6. Network fault detection, premonitory signs and prediction, optimization
The increasing scale and complexity of networks in recent years has been accompanied by an increasing number of cases in which network faults and their causes are difficult to detect and deduce. At NTT laboratories, R&D has begun on a new type of big data analysis in the network field that uses machine learning and data mining technologies to estimate network conditions. This form of analysis inputs network operation data and traffic data such as system log (syslog) data that has not been used effectively in the past. The aim here is to develop technologies that use operation/traffic data to predict and detect network operation problems (faults, congestion, etc.), determine and visualize network conditions, and isolate problem factors.
It is common in conventional fault detection using syslog data to apply methods based on previously established rules (empirical knowledge). However, the conversion to software and the virtualization of network functions in software-defined networking means that network devices and their configuration and the syslogs and patterns generated will change dynamically, so formulating rules beforehand is difficult. In response to this problem, NTT laboratories have developed a fault detection method based on patterns generated in syslogs. This method is described in the feature article “Improving Network Management and Operation with Machine Learning and Data Analytics”  included in this issue.
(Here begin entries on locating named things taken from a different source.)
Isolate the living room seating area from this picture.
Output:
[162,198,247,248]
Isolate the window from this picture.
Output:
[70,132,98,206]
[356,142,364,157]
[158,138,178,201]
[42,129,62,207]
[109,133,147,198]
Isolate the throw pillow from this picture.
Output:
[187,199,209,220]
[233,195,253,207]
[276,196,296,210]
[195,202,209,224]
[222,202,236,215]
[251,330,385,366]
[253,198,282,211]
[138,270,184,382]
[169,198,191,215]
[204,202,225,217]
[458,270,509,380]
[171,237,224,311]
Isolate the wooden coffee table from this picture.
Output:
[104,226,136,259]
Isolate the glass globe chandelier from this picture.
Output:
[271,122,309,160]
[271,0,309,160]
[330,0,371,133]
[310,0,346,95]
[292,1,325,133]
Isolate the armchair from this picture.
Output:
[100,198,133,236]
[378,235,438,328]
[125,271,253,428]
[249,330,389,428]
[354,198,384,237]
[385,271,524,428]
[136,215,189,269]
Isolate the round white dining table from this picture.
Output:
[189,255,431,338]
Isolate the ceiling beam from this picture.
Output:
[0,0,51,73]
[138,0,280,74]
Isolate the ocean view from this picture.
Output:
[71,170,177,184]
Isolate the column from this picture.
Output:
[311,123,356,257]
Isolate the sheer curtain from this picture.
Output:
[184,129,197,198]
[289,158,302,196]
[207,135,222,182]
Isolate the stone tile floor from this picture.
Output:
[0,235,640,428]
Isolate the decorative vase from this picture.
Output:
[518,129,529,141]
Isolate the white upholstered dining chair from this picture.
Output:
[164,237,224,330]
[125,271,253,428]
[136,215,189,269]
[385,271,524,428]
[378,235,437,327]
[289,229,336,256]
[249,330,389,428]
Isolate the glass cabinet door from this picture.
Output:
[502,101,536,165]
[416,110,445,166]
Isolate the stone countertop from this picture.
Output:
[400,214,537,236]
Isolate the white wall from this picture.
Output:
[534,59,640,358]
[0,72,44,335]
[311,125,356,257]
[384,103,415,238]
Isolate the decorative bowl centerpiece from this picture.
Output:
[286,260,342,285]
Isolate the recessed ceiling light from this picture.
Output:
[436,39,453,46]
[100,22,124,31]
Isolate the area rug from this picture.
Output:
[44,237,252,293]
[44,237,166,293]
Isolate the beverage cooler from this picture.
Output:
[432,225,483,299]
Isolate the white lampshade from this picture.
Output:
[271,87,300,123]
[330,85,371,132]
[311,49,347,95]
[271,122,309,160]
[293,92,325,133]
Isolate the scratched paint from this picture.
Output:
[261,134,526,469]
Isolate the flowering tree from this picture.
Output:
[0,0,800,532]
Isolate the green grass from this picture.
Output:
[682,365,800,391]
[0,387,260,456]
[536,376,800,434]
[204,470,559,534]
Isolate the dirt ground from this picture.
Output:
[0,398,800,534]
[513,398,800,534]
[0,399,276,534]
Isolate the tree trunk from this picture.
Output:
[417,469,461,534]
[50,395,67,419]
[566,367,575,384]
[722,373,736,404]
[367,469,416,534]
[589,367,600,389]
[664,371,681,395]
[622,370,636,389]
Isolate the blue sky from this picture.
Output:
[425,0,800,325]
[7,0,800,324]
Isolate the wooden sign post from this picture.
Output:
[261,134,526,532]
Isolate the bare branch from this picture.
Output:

7. Trial based on merging of big data technologies
In addition to the development of elemental technologies for big data analysis, MLC also conducts technology trials in collaboration with partners both inside and outside NTT. One example is the Fukuoka tourism trial targeting foreign visitors to Fukuoka City in Japan. For this trial, we merged big data analysis technologies developed by NTT laboratories to establish advanced, high-performance big data usage technology and tested its usefulness through the course of this trial. Specifically, we distributed a smartphone app to foreign visitors in Fukuoka and analyzed their movements based on the location and attribute information obtained from the app. This analysis helped us to discover interesting movement patterns and improve the opening rate of messages pushed to the app based on the analysis of tourist behavior. Information on this trial is provided in the feature article “Advanced, High-performance Big Data Technology and Trial Validation”  included in this issue.
8. Future developments
At MLC, we plan to collaborate with NTT laboratories and external parties to find problem solutions that are difficult to develop by a single organization. Our aim is to achieve a comfortable level of traffic in a broad sense that includes network traffic, people flow, and vehicle flow. We intend to accomplish this by using spatio-temporal multidimensional data analysis to develop technology for making real-time, highly accurate predictions of where and when an event will occur and to establish proactive control and induction technology (Fig. 2). Additionally, we aim to establish globally unprecedented and business-creating technologies for isolating the causes of silent failures and congestion and to achieve proactive network operation.
Today, at the dawn of the IoT and big data era, MLC in unison with the NTT Group plans to form collaborative relationships in rolling out next-generation big data business as the value partner that customers continue to select.